Vivek Thampi, Applied Mathematics, University of Waterloo
Modelling The Caribbean Coral Reefs Dynamics and the Impact of Parrotfish Exploitation Utilizing A Coupled Human-Environment System
The Caribbean coral reef ecosystem has had a long history of deterioration. The various ecological and anthropogenic stressors were thought to be mitigated by the presence of primary reef grazers, the Diadema Antillarum sea urchins. However, significant decimation of the population in 1983 has resulted in the ecosystem's increasing reliance on secondary grazers, parrotfish, in order to maintain the integrity of the coral reefs. Unfortunately, numerous setbacks, such as parrotfish exploitation and sedimentation, have dramatically perturbed the ecosystem into a state governed by invasive macroalgal growth.
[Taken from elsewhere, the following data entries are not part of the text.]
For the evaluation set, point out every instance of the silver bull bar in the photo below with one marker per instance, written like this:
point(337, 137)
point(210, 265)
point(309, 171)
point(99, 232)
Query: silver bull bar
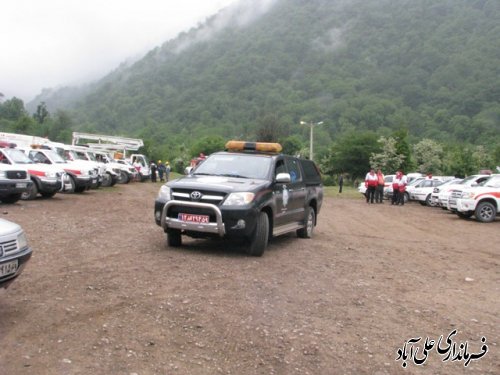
point(174, 223)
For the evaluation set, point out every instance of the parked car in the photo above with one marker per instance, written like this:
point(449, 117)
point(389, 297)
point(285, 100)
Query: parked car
point(250, 192)
point(468, 181)
point(14, 182)
point(14, 252)
point(421, 191)
point(442, 188)
point(481, 201)
point(46, 179)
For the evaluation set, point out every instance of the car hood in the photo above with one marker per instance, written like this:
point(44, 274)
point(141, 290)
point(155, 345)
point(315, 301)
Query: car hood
point(217, 183)
point(8, 227)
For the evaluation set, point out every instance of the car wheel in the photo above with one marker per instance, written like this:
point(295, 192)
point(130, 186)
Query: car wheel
point(174, 238)
point(31, 193)
point(465, 215)
point(260, 236)
point(107, 180)
point(69, 185)
point(428, 201)
point(48, 195)
point(13, 198)
point(123, 178)
point(485, 212)
point(308, 229)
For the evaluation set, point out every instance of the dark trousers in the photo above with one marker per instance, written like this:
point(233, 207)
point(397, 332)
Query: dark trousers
point(370, 194)
point(395, 196)
point(401, 198)
point(379, 193)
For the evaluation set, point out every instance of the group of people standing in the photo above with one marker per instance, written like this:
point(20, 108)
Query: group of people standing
point(375, 182)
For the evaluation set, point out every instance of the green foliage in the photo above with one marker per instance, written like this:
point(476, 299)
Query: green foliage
point(428, 156)
point(351, 154)
point(388, 159)
point(405, 70)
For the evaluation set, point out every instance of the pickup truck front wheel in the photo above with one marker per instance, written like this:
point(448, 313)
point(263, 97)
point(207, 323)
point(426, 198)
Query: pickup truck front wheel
point(260, 237)
point(174, 238)
point(485, 212)
point(307, 230)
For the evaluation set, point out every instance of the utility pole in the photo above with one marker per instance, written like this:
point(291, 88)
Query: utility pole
point(311, 138)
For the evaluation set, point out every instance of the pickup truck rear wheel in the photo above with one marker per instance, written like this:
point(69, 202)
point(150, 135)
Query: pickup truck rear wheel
point(485, 212)
point(308, 229)
point(464, 215)
point(174, 238)
point(13, 198)
point(260, 237)
point(31, 193)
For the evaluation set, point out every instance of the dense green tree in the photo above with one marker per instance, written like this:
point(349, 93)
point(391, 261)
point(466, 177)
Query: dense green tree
point(41, 113)
point(351, 154)
point(387, 159)
point(428, 156)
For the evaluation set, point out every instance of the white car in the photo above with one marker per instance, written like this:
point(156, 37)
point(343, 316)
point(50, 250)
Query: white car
point(14, 252)
point(444, 195)
point(481, 201)
point(422, 191)
point(441, 188)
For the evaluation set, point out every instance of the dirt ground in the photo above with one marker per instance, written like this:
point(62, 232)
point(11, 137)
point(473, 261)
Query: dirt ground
point(103, 294)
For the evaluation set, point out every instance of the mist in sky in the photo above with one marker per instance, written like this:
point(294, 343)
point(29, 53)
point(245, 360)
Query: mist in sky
point(51, 43)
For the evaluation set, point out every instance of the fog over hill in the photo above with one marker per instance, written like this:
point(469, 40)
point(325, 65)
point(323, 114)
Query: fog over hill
point(430, 66)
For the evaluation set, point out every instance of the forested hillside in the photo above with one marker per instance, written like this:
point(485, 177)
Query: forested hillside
point(427, 69)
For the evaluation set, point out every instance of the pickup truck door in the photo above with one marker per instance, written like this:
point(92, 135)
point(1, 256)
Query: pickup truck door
point(297, 190)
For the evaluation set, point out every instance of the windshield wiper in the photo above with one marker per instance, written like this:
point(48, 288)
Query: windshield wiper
point(232, 175)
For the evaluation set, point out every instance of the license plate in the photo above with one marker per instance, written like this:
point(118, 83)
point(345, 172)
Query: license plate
point(194, 218)
point(8, 268)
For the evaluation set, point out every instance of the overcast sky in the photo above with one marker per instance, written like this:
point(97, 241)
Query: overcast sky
point(49, 43)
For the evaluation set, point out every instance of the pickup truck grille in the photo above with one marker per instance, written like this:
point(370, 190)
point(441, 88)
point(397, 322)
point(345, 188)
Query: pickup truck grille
point(8, 246)
point(16, 175)
point(204, 196)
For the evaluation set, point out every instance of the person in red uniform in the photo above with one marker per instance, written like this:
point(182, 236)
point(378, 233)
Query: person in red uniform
point(395, 188)
point(371, 182)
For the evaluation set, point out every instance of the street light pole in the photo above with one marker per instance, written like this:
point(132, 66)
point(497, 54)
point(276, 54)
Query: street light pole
point(311, 126)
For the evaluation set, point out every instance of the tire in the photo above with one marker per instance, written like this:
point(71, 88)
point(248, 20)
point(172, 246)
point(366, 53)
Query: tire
point(13, 198)
point(31, 193)
point(107, 180)
point(123, 178)
point(174, 238)
point(307, 231)
point(406, 197)
point(428, 201)
point(464, 215)
point(485, 212)
point(70, 185)
point(258, 242)
point(48, 195)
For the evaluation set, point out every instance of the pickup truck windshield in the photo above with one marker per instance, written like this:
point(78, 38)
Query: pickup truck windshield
point(235, 165)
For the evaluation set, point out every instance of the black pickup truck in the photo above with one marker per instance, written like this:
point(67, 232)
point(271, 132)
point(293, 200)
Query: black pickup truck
point(250, 191)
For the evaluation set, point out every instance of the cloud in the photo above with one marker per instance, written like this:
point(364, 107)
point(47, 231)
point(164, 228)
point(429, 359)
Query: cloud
point(54, 42)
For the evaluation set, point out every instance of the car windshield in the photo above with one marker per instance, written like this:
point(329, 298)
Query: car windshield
point(17, 156)
point(235, 165)
point(56, 158)
point(493, 181)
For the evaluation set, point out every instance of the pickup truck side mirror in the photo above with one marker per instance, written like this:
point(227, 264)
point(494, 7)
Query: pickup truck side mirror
point(283, 177)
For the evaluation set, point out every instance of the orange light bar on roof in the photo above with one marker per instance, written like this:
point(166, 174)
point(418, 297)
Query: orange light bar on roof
point(253, 146)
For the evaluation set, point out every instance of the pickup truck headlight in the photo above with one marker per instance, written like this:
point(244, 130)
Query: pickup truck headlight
point(239, 199)
point(467, 195)
point(165, 193)
point(22, 242)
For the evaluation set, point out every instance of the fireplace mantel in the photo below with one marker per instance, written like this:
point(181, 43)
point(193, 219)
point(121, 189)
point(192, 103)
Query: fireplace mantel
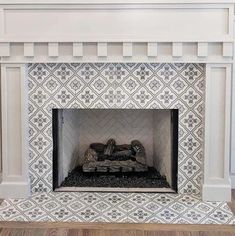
point(117, 31)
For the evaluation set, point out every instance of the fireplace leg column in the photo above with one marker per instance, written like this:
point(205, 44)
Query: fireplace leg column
point(217, 183)
point(15, 180)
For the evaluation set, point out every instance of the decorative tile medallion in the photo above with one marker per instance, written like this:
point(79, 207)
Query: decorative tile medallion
point(114, 85)
point(116, 207)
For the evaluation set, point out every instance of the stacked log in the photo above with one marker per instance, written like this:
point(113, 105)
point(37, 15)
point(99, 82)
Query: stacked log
point(139, 149)
point(110, 157)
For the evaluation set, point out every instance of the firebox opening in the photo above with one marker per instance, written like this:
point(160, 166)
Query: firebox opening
point(115, 150)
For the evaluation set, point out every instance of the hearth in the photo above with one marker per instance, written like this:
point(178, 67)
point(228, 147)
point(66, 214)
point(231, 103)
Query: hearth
point(112, 150)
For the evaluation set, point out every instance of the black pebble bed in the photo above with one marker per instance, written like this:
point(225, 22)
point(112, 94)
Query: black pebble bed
point(148, 179)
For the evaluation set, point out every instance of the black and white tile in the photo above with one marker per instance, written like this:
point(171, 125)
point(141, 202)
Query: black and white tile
point(114, 85)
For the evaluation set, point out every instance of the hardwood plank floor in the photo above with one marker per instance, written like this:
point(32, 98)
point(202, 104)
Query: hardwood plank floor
point(112, 229)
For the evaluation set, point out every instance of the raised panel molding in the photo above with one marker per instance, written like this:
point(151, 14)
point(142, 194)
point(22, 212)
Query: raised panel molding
point(198, 52)
point(217, 183)
point(15, 180)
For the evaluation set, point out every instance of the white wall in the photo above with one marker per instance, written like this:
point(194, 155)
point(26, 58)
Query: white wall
point(232, 162)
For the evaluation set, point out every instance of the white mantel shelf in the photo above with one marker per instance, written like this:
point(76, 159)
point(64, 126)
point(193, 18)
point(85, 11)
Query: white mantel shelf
point(198, 31)
point(85, 2)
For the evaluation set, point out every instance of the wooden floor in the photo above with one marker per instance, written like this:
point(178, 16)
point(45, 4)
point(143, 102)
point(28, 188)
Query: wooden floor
point(105, 229)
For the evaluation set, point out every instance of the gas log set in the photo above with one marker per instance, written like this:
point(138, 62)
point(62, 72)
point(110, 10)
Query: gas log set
point(110, 157)
point(115, 166)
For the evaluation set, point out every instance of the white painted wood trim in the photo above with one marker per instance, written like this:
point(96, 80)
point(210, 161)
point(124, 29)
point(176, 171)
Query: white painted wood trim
point(232, 160)
point(4, 49)
point(152, 49)
point(127, 49)
point(233, 181)
point(202, 49)
point(227, 49)
point(28, 49)
point(217, 183)
point(102, 50)
point(177, 50)
point(77, 49)
point(53, 49)
point(15, 179)
point(84, 2)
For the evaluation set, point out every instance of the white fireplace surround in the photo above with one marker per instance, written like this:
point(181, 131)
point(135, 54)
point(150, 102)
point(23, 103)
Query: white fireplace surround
point(193, 31)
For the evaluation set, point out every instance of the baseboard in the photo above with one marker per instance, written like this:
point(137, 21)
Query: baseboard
point(218, 192)
point(233, 181)
point(14, 190)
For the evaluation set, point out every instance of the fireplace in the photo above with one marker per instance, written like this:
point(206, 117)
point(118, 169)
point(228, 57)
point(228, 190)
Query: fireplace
point(161, 60)
point(115, 150)
point(156, 98)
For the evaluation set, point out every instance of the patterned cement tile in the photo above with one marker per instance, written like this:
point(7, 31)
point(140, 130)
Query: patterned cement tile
point(117, 85)
point(116, 207)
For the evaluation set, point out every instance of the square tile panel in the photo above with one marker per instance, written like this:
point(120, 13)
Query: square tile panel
point(117, 85)
point(116, 207)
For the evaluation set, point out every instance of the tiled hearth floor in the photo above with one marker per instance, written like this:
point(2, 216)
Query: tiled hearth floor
point(116, 207)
As such, mathematical modelling has been employed in order to determine strategies to promote conservation and regrowth of this ecosystem. In general, the incorporation of human influence into ecological models has been performed via the inclusion of a parameter, which remains unchanged based on the changes in the environment. In order to accurately capture the impact of human influence, coupled human-environment systems have been developed, coupling the effects of human behaviour under changes in the environment. Here, a previously established reef-ecosystem model has been modified into a coupled human-environment system to observe the effects of conservational strategies on the dynamics of Caribbean coral reef ecosystem. Results of model analysis reveal the impact of increased social norms, population alertness or sensitivity to the live coral cover, and parrotfish exploitation on the integrity of the ecosystem. From our results, the use of coupled human-environment systems has enhanced the parsimonious power of the model, providing potential opportunities for additional extensions in the future.